The Forrester Research report, entitled "The Future of Mobile Application Development," urges an omni-channel approach in which software services and applications work everywhere. Netflix, which works on tablets, mobile devices, TVs, laptops and game consoles was cited as an example.
Forrester stresses the use of modern applications requiring multichannel clients and elastic infrastructure. "To me, the modern app is something which is essentially designed for the cloud," Forrester analyst Jeffrey Hammond, a co-author of the report, said in an interview. "It's designed to connect those devices over public carrier networks back to those existing systems, which might be in the data center."
Software development for mobile devices is not just about adding Objective-C or JavaScript developers, Forrester says. "We're moving to a world of multiple endpoints, hybrid-use personal and corporate devices, and lightning-fast client device turnover." The report also charges that development shops have gotten complacent building MVC (model view controller) applications and the easy days for software development shops are ending.

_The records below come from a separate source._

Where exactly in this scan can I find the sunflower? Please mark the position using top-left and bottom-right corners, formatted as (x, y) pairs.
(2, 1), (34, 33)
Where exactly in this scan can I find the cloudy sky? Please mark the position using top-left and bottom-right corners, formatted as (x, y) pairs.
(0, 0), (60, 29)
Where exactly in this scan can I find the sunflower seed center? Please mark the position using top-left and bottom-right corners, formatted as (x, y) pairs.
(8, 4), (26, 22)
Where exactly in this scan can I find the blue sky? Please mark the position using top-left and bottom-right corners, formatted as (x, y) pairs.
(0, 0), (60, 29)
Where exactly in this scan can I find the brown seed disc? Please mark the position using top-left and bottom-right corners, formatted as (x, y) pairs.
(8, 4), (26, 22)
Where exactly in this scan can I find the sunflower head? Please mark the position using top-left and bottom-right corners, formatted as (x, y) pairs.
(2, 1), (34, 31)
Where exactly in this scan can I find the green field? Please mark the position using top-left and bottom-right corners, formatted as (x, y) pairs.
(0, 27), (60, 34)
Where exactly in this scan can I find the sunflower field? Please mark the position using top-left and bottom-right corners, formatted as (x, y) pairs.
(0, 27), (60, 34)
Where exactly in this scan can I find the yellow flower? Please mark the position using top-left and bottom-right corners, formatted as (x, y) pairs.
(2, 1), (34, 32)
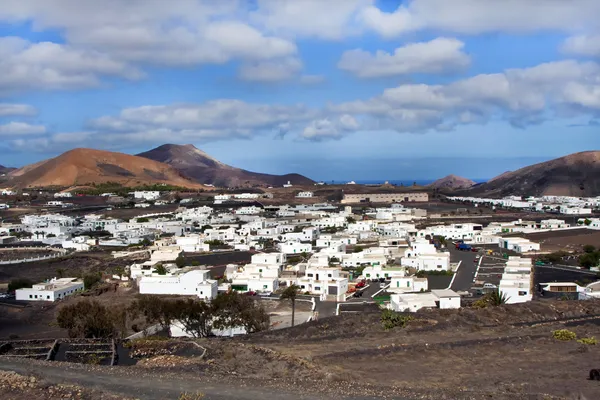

Mobile context, the sum total of what customers are saying and experience in mobile engagement, is the future of mobile development, the report states. With companies targeting more devices and platforms, client-side development costs will increase, and applications will need to be built faster than ever. Reducing the costs of software innovation is necessary. "The only way to survive this Catch-22 is to lower the cost of testing new ideas and make it quicker and cheaper to separate the good ideas from the bad," said Forrester.
But the future of mobile application development requires more than adapting to smaller screens, different programming languages and new operating systems, Forrester says. "We're entering a new age of application development that creates modern, compelling systems of engagement and links them with systems of record and systems of operation."